We booed Elmer Gantry in the movies. We laughed at Jerry Falwell. We mocked Ralph Reed’s” Christian based politics. We missed it. While liberals were riding their white horses, the politically driven Christians were mounting their even whiter horses. They were also suited up in holy political armour ready, willing, and able to fight. Sometimes they fought with the brute force of the Roman Army. Sometimes they adroitly used the strategy and tactics of guerilla fighters.

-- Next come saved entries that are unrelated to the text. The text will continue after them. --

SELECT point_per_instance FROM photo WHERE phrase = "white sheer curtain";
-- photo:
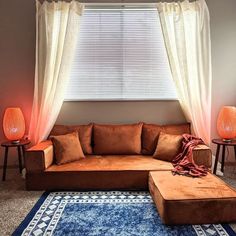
(186, 31)
(57, 28)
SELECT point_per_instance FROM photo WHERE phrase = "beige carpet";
(15, 202)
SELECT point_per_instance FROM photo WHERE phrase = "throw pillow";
(67, 148)
(168, 146)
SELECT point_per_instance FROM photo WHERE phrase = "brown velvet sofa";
(118, 157)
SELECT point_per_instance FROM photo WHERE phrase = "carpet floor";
(15, 202)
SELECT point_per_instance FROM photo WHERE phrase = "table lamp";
(13, 124)
(226, 123)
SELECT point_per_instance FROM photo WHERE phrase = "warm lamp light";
(226, 123)
(14, 124)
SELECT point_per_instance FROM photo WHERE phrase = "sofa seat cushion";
(117, 139)
(185, 200)
(113, 163)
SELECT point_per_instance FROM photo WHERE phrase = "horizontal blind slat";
(120, 55)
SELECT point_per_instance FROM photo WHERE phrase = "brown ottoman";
(187, 200)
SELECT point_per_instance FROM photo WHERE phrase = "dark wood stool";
(21, 151)
(219, 143)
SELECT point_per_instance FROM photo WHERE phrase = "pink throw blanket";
(183, 163)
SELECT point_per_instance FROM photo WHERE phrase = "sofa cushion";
(114, 163)
(84, 131)
(117, 139)
(168, 146)
(150, 134)
(67, 148)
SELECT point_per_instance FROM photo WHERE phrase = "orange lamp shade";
(226, 122)
(13, 124)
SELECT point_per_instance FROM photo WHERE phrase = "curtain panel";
(186, 31)
(57, 29)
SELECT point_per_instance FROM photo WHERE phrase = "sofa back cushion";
(84, 131)
(117, 139)
(150, 134)
(67, 148)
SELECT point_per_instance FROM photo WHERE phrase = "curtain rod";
(116, 2)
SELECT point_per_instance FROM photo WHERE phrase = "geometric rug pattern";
(105, 213)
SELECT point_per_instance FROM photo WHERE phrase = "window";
(120, 55)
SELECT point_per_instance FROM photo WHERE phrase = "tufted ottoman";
(187, 200)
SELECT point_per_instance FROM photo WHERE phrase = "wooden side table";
(21, 151)
(219, 143)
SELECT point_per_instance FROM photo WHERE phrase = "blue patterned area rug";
(105, 213)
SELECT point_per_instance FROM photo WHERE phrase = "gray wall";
(121, 112)
(17, 59)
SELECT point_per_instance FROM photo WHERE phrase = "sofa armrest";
(39, 157)
(202, 155)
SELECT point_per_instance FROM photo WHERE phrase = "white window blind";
(120, 55)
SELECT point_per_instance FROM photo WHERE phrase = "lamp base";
(227, 140)
(15, 141)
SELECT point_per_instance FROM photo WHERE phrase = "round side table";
(219, 143)
(21, 151)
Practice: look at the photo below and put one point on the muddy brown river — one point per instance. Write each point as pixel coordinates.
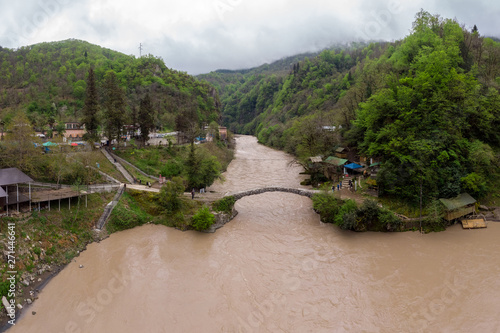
(275, 268)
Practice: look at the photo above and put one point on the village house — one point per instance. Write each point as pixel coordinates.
(74, 131)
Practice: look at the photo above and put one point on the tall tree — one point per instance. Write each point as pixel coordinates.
(146, 118)
(114, 107)
(91, 109)
(18, 149)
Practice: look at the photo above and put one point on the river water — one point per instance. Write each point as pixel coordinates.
(275, 268)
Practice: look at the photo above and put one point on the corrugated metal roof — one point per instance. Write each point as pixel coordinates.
(13, 176)
(316, 159)
(336, 161)
(462, 200)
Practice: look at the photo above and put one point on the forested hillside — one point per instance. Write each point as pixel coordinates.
(48, 81)
(427, 106)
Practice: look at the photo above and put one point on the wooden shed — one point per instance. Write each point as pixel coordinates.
(333, 167)
(459, 206)
(341, 152)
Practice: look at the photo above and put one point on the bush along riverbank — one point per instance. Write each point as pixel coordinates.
(44, 243)
(171, 208)
(371, 216)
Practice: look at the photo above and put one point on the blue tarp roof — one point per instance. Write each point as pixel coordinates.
(352, 166)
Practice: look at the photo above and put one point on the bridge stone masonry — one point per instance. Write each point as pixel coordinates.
(299, 191)
(223, 218)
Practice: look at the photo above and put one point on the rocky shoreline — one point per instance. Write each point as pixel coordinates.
(31, 284)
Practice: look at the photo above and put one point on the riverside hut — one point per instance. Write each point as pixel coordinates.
(459, 206)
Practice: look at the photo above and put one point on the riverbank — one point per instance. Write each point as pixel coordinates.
(46, 242)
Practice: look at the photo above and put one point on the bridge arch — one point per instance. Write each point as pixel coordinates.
(298, 191)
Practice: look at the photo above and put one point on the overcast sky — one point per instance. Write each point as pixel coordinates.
(199, 36)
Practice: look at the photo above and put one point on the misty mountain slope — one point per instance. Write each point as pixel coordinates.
(48, 82)
(427, 106)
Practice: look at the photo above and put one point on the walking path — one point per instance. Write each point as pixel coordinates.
(109, 208)
(120, 168)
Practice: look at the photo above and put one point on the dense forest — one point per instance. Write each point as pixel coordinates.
(427, 107)
(48, 82)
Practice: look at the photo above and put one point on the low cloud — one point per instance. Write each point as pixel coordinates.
(199, 36)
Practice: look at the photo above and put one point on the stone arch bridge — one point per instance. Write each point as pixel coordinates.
(260, 190)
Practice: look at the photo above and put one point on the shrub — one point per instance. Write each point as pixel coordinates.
(170, 195)
(389, 221)
(203, 219)
(348, 207)
(327, 206)
(172, 168)
(225, 204)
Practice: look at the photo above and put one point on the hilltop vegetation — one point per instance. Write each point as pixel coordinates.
(48, 81)
(427, 106)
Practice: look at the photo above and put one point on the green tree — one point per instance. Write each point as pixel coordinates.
(91, 109)
(18, 149)
(146, 118)
(203, 219)
(170, 194)
(114, 107)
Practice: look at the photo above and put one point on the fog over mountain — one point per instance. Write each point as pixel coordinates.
(200, 36)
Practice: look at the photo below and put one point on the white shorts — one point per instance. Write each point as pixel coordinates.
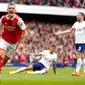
(9, 48)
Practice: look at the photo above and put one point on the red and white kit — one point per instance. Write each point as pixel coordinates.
(12, 32)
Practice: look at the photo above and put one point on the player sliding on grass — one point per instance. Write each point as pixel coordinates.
(79, 28)
(47, 58)
(14, 32)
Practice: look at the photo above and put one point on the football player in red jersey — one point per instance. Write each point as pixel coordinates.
(14, 34)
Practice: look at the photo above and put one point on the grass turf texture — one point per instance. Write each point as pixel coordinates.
(62, 77)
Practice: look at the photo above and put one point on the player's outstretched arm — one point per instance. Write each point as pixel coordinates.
(62, 32)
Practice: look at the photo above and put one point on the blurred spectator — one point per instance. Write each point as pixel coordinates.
(58, 3)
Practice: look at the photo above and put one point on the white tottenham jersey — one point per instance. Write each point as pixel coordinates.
(47, 58)
(79, 28)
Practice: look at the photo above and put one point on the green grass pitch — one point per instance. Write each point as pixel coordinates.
(62, 77)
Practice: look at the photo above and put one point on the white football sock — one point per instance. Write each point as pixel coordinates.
(84, 65)
(78, 65)
(39, 72)
(21, 69)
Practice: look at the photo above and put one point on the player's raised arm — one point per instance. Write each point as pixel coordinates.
(62, 32)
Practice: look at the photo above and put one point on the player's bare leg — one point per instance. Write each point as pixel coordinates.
(5, 60)
(79, 63)
(30, 67)
(2, 55)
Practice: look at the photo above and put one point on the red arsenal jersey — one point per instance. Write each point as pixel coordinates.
(12, 28)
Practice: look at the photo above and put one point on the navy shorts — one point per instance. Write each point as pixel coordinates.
(38, 66)
(80, 47)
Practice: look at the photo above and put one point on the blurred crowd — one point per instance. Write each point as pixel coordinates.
(41, 36)
(58, 3)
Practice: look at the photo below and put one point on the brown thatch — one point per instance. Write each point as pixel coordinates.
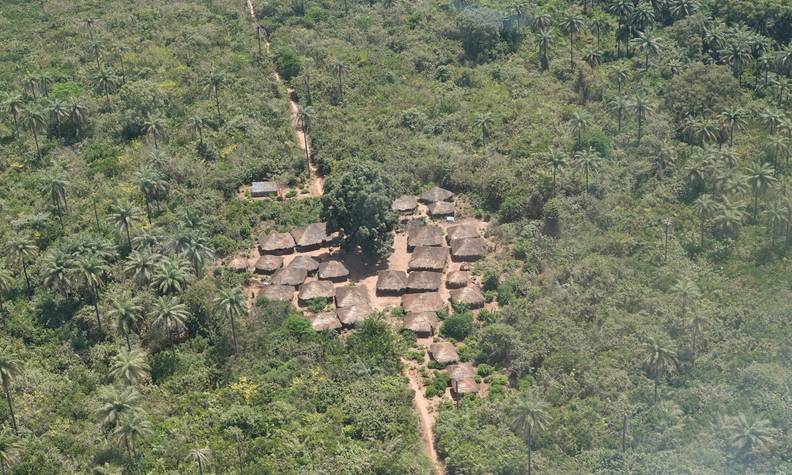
(469, 296)
(391, 282)
(312, 236)
(276, 243)
(429, 258)
(333, 270)
(282, 293)
(405, 204)
(457, 279)
(424, 324)
(316, 289)
(443, 352)
(350, 296)
(436, 194)
(423, 281)
(289, 276)
(423, 302)
(440, 209)
(468, 249)
(268, 264)
(424, 236)
(351, 316)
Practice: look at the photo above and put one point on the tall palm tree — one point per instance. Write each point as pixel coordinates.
(10, 368)
(528, 413)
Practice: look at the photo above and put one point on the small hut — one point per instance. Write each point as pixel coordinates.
(316, 289)
(469, 296)
(333, 270)
(443, 352)
(435, 194)
(424, 236)
(423, 302)
(268, 264)
(391, 282)
(468, 249)
(424, 324)
(351, 296)
(310, 237)
(423, 281)
(276, 243)
(429, 258)
(351, 316)
(289, 276)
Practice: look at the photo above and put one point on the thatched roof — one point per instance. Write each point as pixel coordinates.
(443, 352)
(351, 316)
(324, 321)
(429, 258)
(268, 264)
(436, 194)
(276, 243)
(467, 249)
(457, 279)
(277, 292)
(289, 276)
(423, 281)
(333, 270)
(392, 281)
(470, 296)
(430, 235)
(405, 204)
(349, 296)
(313, 235)
(316, 289)
(422, 323)
(422, 302)
(441, 208)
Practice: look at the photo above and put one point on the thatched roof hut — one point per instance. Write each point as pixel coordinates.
(310, 237)
(423, 281)
(457, 279)
(405, 204)
(391, 282)
(333, 270)
(351, 316)
(470, 296)
(276, 243)
(350, 296)
(468, 249)
(443, 352)
(423, 302)
(289, 276)
(428, 258)
(440, 209)
(435, 194)
(316, 289)
(268, 264)
(424, 324)
(430, 235)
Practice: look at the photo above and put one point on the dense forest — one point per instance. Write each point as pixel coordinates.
(629, 160)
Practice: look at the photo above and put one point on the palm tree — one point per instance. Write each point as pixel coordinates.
(127, 315)
(660, 360)
(129, 367)
(529, 415)
(10, 368)
(170, 316)
(231, 303)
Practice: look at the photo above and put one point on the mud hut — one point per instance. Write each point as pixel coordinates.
(334, 271)
(428, 258)
(443, 352)
(351, 296)
(276, 243)
(391, 282)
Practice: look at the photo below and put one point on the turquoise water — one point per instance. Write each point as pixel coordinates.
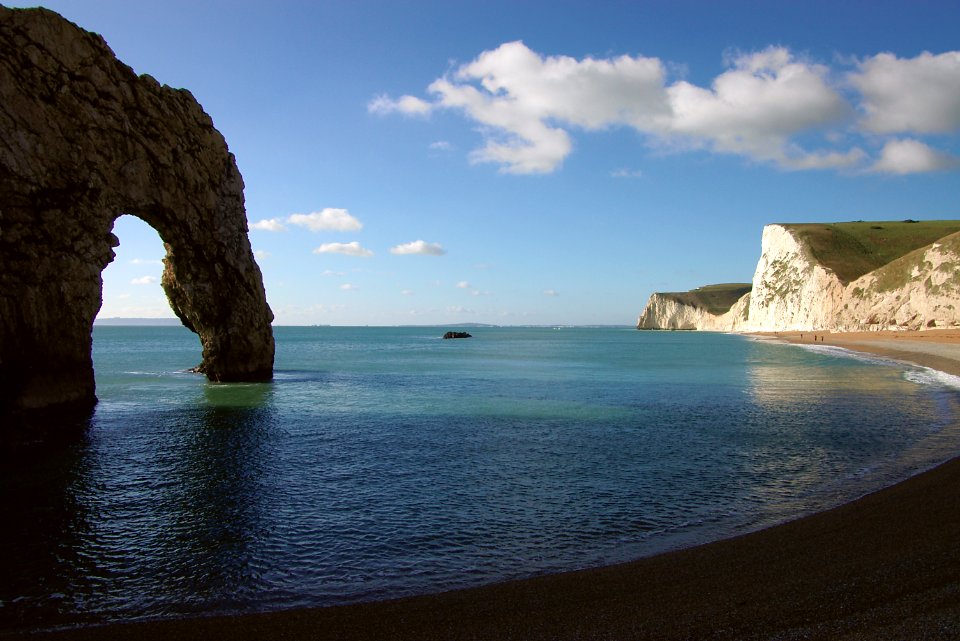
(385, 462)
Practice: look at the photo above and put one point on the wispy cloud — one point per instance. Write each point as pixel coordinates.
(329, 219)
(348, 249)
(909, 156)
(407, 105)
(418, 247)
(910, 95)
(269, 224)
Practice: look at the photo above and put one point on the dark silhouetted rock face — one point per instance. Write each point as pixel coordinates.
(83, 140)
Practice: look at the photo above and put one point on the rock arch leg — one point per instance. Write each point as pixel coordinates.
(82, 140)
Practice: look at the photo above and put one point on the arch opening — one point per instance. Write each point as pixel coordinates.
(109, 141)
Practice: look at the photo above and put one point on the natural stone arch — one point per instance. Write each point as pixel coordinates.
(83, 140)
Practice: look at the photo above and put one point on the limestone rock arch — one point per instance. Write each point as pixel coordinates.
(83, 139)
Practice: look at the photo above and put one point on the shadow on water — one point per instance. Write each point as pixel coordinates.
(137, 513)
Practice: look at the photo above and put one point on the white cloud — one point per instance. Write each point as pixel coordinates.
(908, 156)
(270, 224)
(755, 108)
(407, 105)
(419, 247)
(349, 249)
(527, 103)
(515, 91)
(328, 219)
(918, 95)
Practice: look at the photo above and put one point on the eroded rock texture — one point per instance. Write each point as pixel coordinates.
(83, 140)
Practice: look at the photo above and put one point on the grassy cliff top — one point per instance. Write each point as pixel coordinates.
(715, 299)
(854, 249)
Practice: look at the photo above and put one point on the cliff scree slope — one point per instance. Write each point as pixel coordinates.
(83, 139)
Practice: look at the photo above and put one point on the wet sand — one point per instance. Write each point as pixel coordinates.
(886, 566)
(936, 348)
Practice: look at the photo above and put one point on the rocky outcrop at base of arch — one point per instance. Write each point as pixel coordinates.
(83, 139)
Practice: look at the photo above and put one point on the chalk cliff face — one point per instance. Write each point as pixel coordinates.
(83, 140)
(664, 312)
(793, 291)
(920, 290)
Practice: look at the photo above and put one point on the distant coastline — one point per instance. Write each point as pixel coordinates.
(153, 322)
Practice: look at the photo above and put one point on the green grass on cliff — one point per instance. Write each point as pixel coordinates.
(854, 249)
(715, 299)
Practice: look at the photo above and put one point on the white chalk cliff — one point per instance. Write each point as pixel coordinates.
(794, 291)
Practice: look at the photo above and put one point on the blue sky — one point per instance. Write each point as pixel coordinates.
(541, 162)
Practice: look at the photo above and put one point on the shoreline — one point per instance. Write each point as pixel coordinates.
(885, 566)
(937, 349)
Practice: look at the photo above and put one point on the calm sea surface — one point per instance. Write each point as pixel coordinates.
(384, 462)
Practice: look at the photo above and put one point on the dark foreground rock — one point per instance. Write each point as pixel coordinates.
(83, 139)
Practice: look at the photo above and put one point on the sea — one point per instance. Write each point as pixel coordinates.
(384, 462)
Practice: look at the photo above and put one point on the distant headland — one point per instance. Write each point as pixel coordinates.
(856, 276)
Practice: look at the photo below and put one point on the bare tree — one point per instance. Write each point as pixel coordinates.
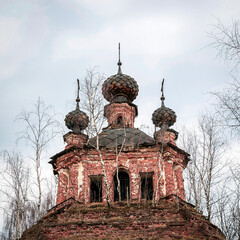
(228, 107)
(40, 127)
(15, 188)
(92, 100)
(206, 147)
(226, 39)
(93, 103)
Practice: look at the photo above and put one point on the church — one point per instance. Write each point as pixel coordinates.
(122, 183)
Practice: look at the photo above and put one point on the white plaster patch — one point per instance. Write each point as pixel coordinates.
(80, 177)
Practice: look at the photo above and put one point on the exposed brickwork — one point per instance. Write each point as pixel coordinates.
(171, 218)
(73, 139)
(79, 165)
(114, 110)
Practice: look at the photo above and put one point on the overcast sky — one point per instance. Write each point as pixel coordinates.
(46, 45)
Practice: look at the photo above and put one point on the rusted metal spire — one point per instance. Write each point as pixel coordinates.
(119, 61)
(78, 99)
(162, 97)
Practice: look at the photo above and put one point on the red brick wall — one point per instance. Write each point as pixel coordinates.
(86, 163)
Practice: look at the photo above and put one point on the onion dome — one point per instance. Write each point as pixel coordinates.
(120, 87)
(77, 120)
(163, 116)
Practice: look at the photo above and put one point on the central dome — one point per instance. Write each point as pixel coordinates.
(120, 88)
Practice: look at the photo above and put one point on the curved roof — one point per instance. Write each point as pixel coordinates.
(110, 138)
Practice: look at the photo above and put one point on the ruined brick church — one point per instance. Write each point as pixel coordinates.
(122, 183)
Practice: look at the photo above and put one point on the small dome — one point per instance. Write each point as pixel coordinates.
(164, 115)
(120, 85)
(77, 121)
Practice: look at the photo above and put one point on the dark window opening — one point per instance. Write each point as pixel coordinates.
(119, 120)
(147, 186)
(124, 186)
(96, 189)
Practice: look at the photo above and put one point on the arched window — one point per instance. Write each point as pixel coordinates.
(124, 186)
(96, 188)
(119, 120)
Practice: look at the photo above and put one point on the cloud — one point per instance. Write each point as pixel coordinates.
(155, 37)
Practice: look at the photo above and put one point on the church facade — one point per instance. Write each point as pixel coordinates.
(122, 183)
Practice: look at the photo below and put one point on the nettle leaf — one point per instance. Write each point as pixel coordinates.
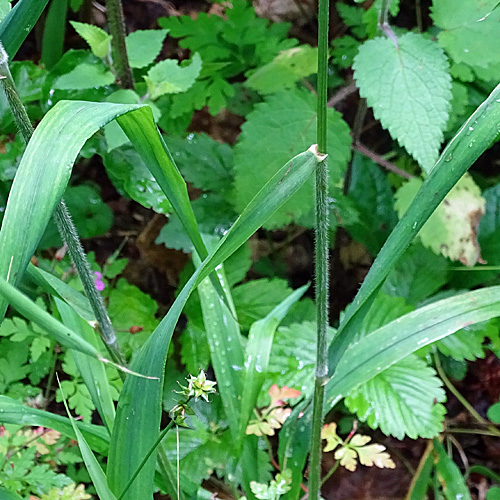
(98, 40)
(452, 229)
(85, 76)
(204, 162)
(409, 88)
(417, 275)
(285, 70)
(468, 28)
(92, 217)
(144, 46)
(403, 400)
(282, 126)
(168, 77)
(129, 174)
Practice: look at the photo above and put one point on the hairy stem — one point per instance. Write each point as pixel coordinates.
(63, 220)
(321, 257)
(116, 23)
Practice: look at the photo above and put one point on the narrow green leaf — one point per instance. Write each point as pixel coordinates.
(258, 351)
(43, 319)
(14, 412)
(139, 406)
(450, 477)
(93, 467)
(91, 370)
(19, 22)
(46, 166)
(474, 137)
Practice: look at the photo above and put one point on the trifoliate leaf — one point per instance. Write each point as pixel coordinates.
(98, 40)
(143, 47)
(409, 89)
(168, 77)
(418, 274)
(85, 76)
(283, 126)
(402, 400)
(452, 228)
(285, 70)
(128, 173)
(468, 28)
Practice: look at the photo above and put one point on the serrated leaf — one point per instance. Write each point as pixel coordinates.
(167, 77)
(204, 162)
(452, 229)
(409, 89)
(401, 400)
(467, 29)
(98, 40)
(281, 126)
(417, 275)
(144, 46)
(285, 70)
(85, 76)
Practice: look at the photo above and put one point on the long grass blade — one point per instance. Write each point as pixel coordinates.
(139, 406)
(474, 137)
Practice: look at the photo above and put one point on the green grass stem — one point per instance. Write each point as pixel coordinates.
(116, 23)
(63, 220)
(321, 257)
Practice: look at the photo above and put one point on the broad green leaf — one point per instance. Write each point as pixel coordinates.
(85, 76)
(257, 298)
(389, 344)
(144, 46)
(409, 89)
(31, 203)
(258, 351)
(468, 27)
(281, 126)
(128, 173)
(14, 412)
(401, 400)
(19, 22)
(43, 319)
(284, 70)
(474, 137)
(167, 77)
(92, 217)
(139, 406)
(450, 477)
(92, 371)
(92, 465)
(98, 40)
(418, 274)
(452, 229)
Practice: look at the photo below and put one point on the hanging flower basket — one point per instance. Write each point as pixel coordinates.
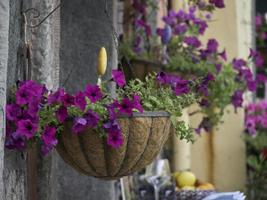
(94, 132)
(144, 136)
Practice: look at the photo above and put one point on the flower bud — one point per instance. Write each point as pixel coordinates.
(102, 62)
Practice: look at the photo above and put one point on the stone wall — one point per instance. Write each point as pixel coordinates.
(64, 50)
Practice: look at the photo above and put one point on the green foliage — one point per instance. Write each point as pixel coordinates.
(155, 97)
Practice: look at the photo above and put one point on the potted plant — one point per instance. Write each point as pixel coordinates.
(96, 133)
(256, 139)
(180, 51)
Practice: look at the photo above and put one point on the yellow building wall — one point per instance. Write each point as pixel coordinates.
(219, 157)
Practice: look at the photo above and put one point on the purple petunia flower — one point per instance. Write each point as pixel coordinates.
(217, 3)
(201, 24)
(126, 106)
(223, 55)
(162, 77)
(181, 87)
(93, 92)
(212, 46)
(137, 103)
(92, 118)
(237, 99)
(67, 100)
(13, 112)
(115, 140)
(79, 125)
(15, 141)
(56, 97)
(166, 34)
(258, 21)
(205, 124)
(118, 77)
(238, 63)
(113, 110)
(218, 67)
(23, 95)
(79, 100)
(180, 29)
(49, 136)
(62, 114)
(33, 108)
(192, 41)
(27, 128)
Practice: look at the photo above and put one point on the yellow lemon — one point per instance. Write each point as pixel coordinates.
(186, 179)
(206, 186)
(102, 62)
(188, 188)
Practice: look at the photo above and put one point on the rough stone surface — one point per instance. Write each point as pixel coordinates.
(14, 163)
(84, 30)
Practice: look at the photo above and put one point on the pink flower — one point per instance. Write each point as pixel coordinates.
(79, 100)
(49, 136)
(62, 114)
(79, 125)
(115, 140)
(67, 100)
(118, 77)
(13, 112)
(93, 92)
(56, 97)
(27, 128)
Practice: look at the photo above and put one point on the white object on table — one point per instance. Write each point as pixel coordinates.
(226, 196)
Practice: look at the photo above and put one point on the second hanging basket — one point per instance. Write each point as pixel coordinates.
(144, 136)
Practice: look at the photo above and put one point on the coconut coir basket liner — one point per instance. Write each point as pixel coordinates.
(144, 136)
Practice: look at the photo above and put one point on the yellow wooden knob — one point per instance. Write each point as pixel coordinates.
(102, 62)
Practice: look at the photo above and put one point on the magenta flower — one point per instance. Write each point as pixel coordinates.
(23, 95)
(238, 63)
(126, 106)
(92, 118)
(79, 125)
(93, 92)
(49, 136)
(162, 77)
(223, 55)
(217, 3)
(67, 100)
(137, 103)
(181, 87)
(56, 97)
(192, 41)
(62, 114)
(202, 25)
(180, 29)
(118, 77)
(115, 140)
(27, 128)
(218, 67)
(258, 21)
(237, 98)
(13, 112)
(166, 34)
(33, 108)
(113, 110)
(79, 100)
(15, 141)
(212, 46)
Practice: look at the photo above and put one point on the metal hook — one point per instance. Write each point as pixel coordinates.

A mentor of mine, Rabbi A. James Rudin, said many decades ago that the the wall separating church and state was full of windows and doors. Another opening was punched through it in the Maine case. It was less about law than it was about religion. It was about weakening the separation clause. The overthrowing of Roe was less about who had the right to do what than it was about painting a moral canvass for America. Implicit in the decision was telling women not to get pregnant if they didn’t want a child, telling them that abortion was murder and murder was forbidden by the ten commandments., and that you got what you deserved if you had a child out of wedlock. The decision conveniently overlooked some other issues like a child being the spawn of rape or incest. Imagine a child growing to the age of understanding and coming to learn that he or she was not only unwanted but was the product of twisted violence.

That’s why opponents of that decision need to keep an eye on the horizon. They are facing the people who sported the popular bumper sticker throughout the south that said, “God said it, I believe it, and that’s all there is to it.” To some, it’s cute. However you view it, it is an absolutist religious statement. There surely will be laws passed in many states that will curtail or forbid contraception pills, the use of any kind of contraception, Gay marriage, and the criminalization of any act of breaking the laws. They will wend their way to the Supreme Court and the court will one by one uphold them. What will the aggrieved parties do? Take to the streets. However unless they take to the ballot boxes, they’ll lose.

And speaking of the ballot box,, to protect their assault on human rights, the religious right will continue to push restrictive voting rights legislation. It may be couched in political terms, but, “If God said it…”

The local impact can be brutal. Here are three examples from my career, three of many:

  1. a 25-year-old colleague of mine attacked in a Macon, Ga. community center while giving a political science talk on separation of church and state. “Heathen! Heathen!” was the chant.
  2. the misguided wrongly taught Jews for Jesus mailing Christian tractates and a copy of Mel Gibson’s abominable movie on Jesus to tens of thousands of Jewish households in south Florida–and not one Evangelical church willing to say anything about it.
  3. The high-jacking of the then newly minted “Spirit Day” in support of the high school’s football team. Christian teachers turned it into a triumphal day for the Holy Spirit printing and handling out box loads of T-shirts with statements from the Christian Bible and holding prayer meetings all over the school’s campus. When a law suit was filled on behalf of a Jewish teacher, he was hounded and ostracized, causing him not only lto leave his job, but the state.

Those of you who remember 50s television will remember William Bendix in the Life of Reilly. His famous line, always said in frustration, was, “What a revolting development this is!” And so it is. But without well thought out plans and determined activists, it will only becomine more revolting–at least from my perspective.


A line from an old radio show: “I never would a thunk it.” Exactly Bill’s feelings.